Update on Alabama same-sex marriage issue

The stakes just got raised in the legal tussle between state probate judges in Alabama who refuse to issue marriage licenses to same-sex couples and a federal district judge Callie Granade who had ruled that the state’s ban on same-sex marriages was unconstitutional. Granade has now directly ordered the probate judge Don Davis in the town of Mobile to issue licenses to same-sex couples. (You can read her ruling here.)

The situation in Alabama is a confused mess. As of Thursday, judges in 23 counties were issuing licenses to everyone, in 18 they were issuing licenses to opposite-sex couples only, and 26 were not issuing any licenses to anyone. Granade’s ruling only applies to this particular judge because the four couples who sued in her court and won all applied for licenses in this jurisdiction. Davis claims that he is bound by the order of the state chief justice Roy Moore, his direct superior, to not issue licenses. Granade did not say what she would do if Davis continued to defy the ban but a contempt citation would seem likely.

Meanwhile Moore suggested that he might be willing to dissent even in the face of a ruling by the US Supreme Court in favor of same-sex marriage, which would lead to a truly epic confrontation. Paragraph 2 of Article VI of the US Constitution says that “This Constitution, and the laws of the United States which shall be made in pursuance thereof; and all treaties made, or which shall be made, under the authority of the United States, shall be the supreme law of the land; and the judges in every state shall be bound thereby, anything in the Constitution or laws of any State to the contrary notwithstanding.” This clause, known as the Supremacy Clause, is pretty unambiguous so it is not clear where Moore gets to think that he can dissent.

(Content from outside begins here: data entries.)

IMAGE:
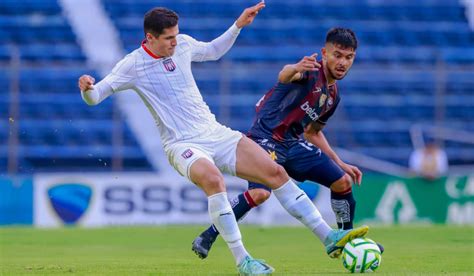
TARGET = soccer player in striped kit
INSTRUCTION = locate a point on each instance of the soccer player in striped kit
(197, 146)
(305, 97)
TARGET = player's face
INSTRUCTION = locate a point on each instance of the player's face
(337, 61)
(163, 45)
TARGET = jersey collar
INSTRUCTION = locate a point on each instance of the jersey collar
(148, 51)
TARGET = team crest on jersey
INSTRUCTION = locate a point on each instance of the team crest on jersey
(322, 99)
(188, 153)
(169, 65)
(316, 90)
(273, 155)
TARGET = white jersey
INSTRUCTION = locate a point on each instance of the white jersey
(167, 86)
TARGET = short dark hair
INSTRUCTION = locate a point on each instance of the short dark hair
(158, 19)
(343, 37)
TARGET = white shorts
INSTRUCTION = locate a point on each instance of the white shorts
(219, 147)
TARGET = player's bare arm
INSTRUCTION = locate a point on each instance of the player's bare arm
(293, 72)
(86, 82)
(249, 14)
(315, 136)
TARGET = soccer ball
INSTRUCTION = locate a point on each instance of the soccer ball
(361, 255)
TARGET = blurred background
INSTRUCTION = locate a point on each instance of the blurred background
(63, 162)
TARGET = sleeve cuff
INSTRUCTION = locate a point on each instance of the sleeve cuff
(234, 29)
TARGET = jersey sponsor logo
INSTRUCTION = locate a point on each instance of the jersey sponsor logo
(322, 99)
(330, 101)
(310, 111)
(169, 65)
(265, 142)
(187, 154)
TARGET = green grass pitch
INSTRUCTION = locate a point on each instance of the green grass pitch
(414, 250)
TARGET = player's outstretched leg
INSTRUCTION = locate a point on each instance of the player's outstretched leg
(336, 239)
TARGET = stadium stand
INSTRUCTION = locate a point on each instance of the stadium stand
(56, 130)
(414, 65)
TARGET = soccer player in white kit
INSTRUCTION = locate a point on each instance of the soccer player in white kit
(197, 146)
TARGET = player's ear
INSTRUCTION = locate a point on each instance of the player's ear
(324, 53)
(149, 37)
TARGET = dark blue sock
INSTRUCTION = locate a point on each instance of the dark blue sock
(343, 205)
(240, 205)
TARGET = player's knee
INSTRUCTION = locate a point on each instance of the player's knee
(259, 196)
(279, 174)
(343, 184)
(213, 183)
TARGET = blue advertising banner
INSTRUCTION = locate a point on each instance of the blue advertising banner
(16, 200)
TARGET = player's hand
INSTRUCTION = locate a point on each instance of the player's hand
(353, 171)
(249, 14)
(307, 63)
(86, 82)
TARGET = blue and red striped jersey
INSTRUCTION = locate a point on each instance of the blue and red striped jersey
(285, 110)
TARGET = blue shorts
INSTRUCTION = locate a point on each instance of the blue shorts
(301, 160)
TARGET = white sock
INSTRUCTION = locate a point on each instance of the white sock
(223, 218)
(297, 203)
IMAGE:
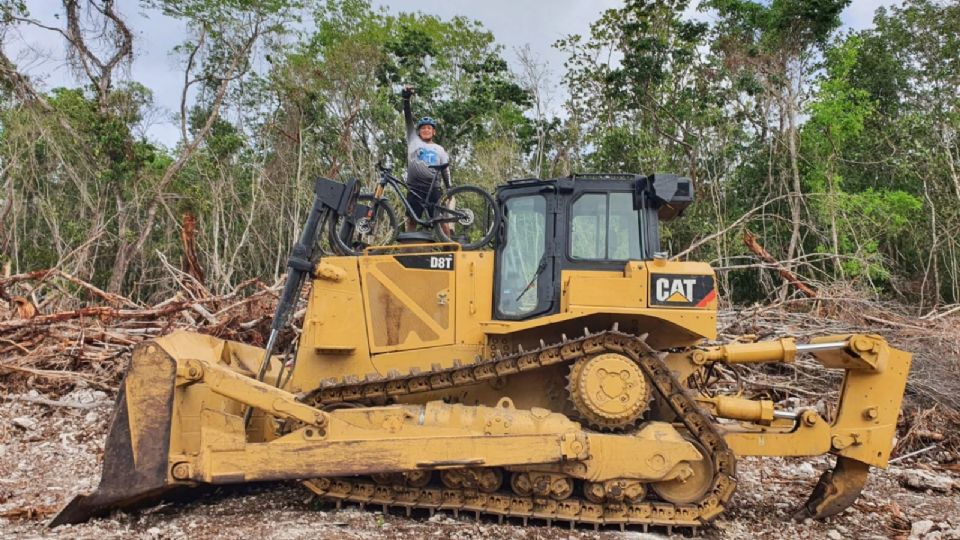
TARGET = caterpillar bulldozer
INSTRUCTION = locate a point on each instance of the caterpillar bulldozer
(562, 377)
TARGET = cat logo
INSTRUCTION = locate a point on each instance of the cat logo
(675, 290)
(672, 290)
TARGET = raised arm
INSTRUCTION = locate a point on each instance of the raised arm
(407, 93)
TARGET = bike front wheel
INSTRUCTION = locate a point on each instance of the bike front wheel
(375, 224)
(466, 215)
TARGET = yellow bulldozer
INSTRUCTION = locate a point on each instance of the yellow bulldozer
(561, 377)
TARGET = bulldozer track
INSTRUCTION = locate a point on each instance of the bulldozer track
(573, 510)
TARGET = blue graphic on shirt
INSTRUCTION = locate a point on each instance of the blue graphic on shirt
(428, 156)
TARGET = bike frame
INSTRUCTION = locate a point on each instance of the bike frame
(387, 179)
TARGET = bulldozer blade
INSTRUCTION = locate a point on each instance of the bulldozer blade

The Daily Show discussed the bizarre situation that is developing in Alabama.

(This clip aired on February 11, 2015. To get suggestions on how to view clips of The Daily Show and The Nightly Show outside the US, please see this earlier post. If the videos autoplay, please see here for a diagnosis and possible solutions.)


  1. lfox says

    I can understand many people’s confusion. True, the Federal government has many powers, carefully defined in the Constitution, that over-ride state authority. One of them is to ensure that laws do not become a patchwork of differences. For this reason, Loving vs. VA was decided against the state. People who otherwise qualified to be married, but were forbidden in VA (mixed races), were extended those rights by order of the Supreme Court, and enforced by order of the Federal government.

    This isn’t a similar case. This gets to the core of what marriage is -- NOT the joining of lovers, NOT the outward symbol of their eternal love, NOT a way to get the spouse on the insurance benefits.

    It was designed, and has as its sole reason, the protection of minor children’s rights to support (and, by extension, women’s support rights, as they were historically not able to earn a living).

    That’s IT. Because the natural course of events in a marriage does generally lead the participants to become parents, whether planned or not, the institution arose, and has considerable law defining it, and affecting it.

    But…but…gay people can become parents, too!

    Well, yes, but not without the intervention of another person of the opposite sex. In other words, it’s not an accident, but a deliberate action. As such (in contrast to the situation of -- Ooops! I’m pregnant!), the consequences can be anticipated and planned for, and there are legal remedies -- power of attorney, wills, etc. -- sufficient to handle those situations.

    So, why does this judge think that he has the right to step into this controversy?

    Amendment 10 of the Constitution:
    The powers not delegated to the United States by the Constitution, nor prohibited by it to the States, are reserved to the States respectively, or to the people.

    Setting rules about who can marry (closeness of relationship, age, competency, health issues such as STDs, etc.) is SOLELY the responsibility of the states, and cannot be thwarted by overzealous crusaders for gay rights.

    Loving v. VA was a Constitutional issue -- Amendment 14, which gave ALL citizenship rights to Black people.

    There never has been a Constitutional change that mandated sexual equality, gender awareness, or gay rights. The Equal Rights Amendment WOULD have addressed sexual equality, but was never adopted.

    This is long-winded, but I think it’s important to state that this is more than “anti-gay” activity (although, there may well be some of that, too). This is about whether we are a people of LAWS, rather than WHIMS. Core principles of Constitutionality cannot be negated just because someone’s feelings get hurt. If we don’t stand firm, another President/judges/bureaucrats could decide to negate YOUR rights, protections, or legislated desires.